Onto the next set of assets, which are tricky to value. In fact, no, let me rephrase, those assets, the other internet assets make a modest profit. Mail.ru for instance for the half, the Naspers stake returned a mere 178 million Rands. Which might not sound like much, but I can bet you that this time next year, the contribution in their stake in Mail.ru will be more than that of the local print business. Phew, there, I said it. Remember that Naspers own around 29 percent of Mail.ru. Mail.ru trades at 30 Dollars per share. Valuing the company on some alternative platform in London at 4.4 billion Pounds, which is around 57 billion Rands. This is important, because their (Naspers) shareholding in Mail.ru at around 12.9 ZAR to the Pound Sterling is valued currently by the market at a little less than 16.5 billion ZAR. But that seems a little expensive, don't you think? I suspect that is what the local market is telling you.
They are investing heavily in their business, with development costs as percentage of revenue over six percent. Total development costs for the six months is high, 1.125 billion Rands, which is 78 percent more than this time last year. 55 percent of that is in the development of their internet businesses, 35 percent in their Pay TV businesses and the balance (10 percent) in other!! So you know where all their resources are being deployed, definitely not in the old businesses.

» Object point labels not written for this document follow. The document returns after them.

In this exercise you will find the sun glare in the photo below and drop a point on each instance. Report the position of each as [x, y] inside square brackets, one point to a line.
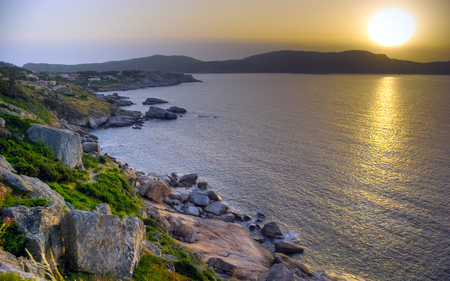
[391, 27]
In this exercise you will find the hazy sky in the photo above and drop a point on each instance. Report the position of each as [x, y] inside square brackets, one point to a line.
[72, 32]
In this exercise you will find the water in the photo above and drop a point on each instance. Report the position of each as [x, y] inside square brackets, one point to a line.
[357, 165]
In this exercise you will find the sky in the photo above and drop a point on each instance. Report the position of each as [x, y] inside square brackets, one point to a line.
[81, 31]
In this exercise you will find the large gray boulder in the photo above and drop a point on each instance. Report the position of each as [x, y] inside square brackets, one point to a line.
[159, 113]
[199, 199]
[288, 248]
[272, 230]
[39, 224]
[152, 101]
[98, 243]
[90, 147]
[65, 144]
[155, 189]
[217, 208]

There are a whole host of really good internet business in early growth stage, that will become increasingly important over time. Buscape in Brazil seems like a mix of old and new business, The ibibo business (a JV with TenCent) in India could in future replicate the successes of TenCent in China. Do not underestimate the Markafoni business in Turkey, as the Financial results presentation points out, the country has the 12th biggest internet population. Pay TV is growing nicely too, adding loads of new subscribers, not just here in South Africa (thanks Super Diski) but also through the rest of Africa. Also, around one in four PVR users (571 thousand in South Africa alone) have signed up for BoxOffice. Goodbye local DVD store, yip, it is happening already.
OK, that is all very nice, you can add up all those stakes (trying to do a sum of the parts calculation) in the main parts and say, well that is worth a lot more than the market affords Naspers here locally. Why do you think that is? Well, there are many a holding company who trade at a discount to their NAV. So do not fight the collective wisdom of the market and say, well they should know better. The price of the stock is currently 350 ZAR, and has been much higher, in fact it has topped 400 ZAR a share this year. This year the performance has been less than stellar. Pretty weak actually, but that is what is up this year for most of the market!!
The outlook, well, cautious: "Indications are that overall revenue growth should remain fairly robust over the next six months. By contrast, and as previously warned, growth of the profit line will be affected by an acceleration of organic development spend in several of our businesses. We continue to believe that this strategy is sound and will stimulate long-term growth."
A strange way to end off, but what is Naspers? Or rather, how should you classify this business? I think once who have seen through the haze, you would see that it is an emerging market (Russia, China, Turkey, Brazil, India, South Africa, amongst others) internet business with a solid and growing pay TV business across the African continent! And those markets are set to grow far faster than developed market. Happy to be owners of the stock, there might be some time until there is any "real action", but we would continue to advise that one remains in accumulate mode!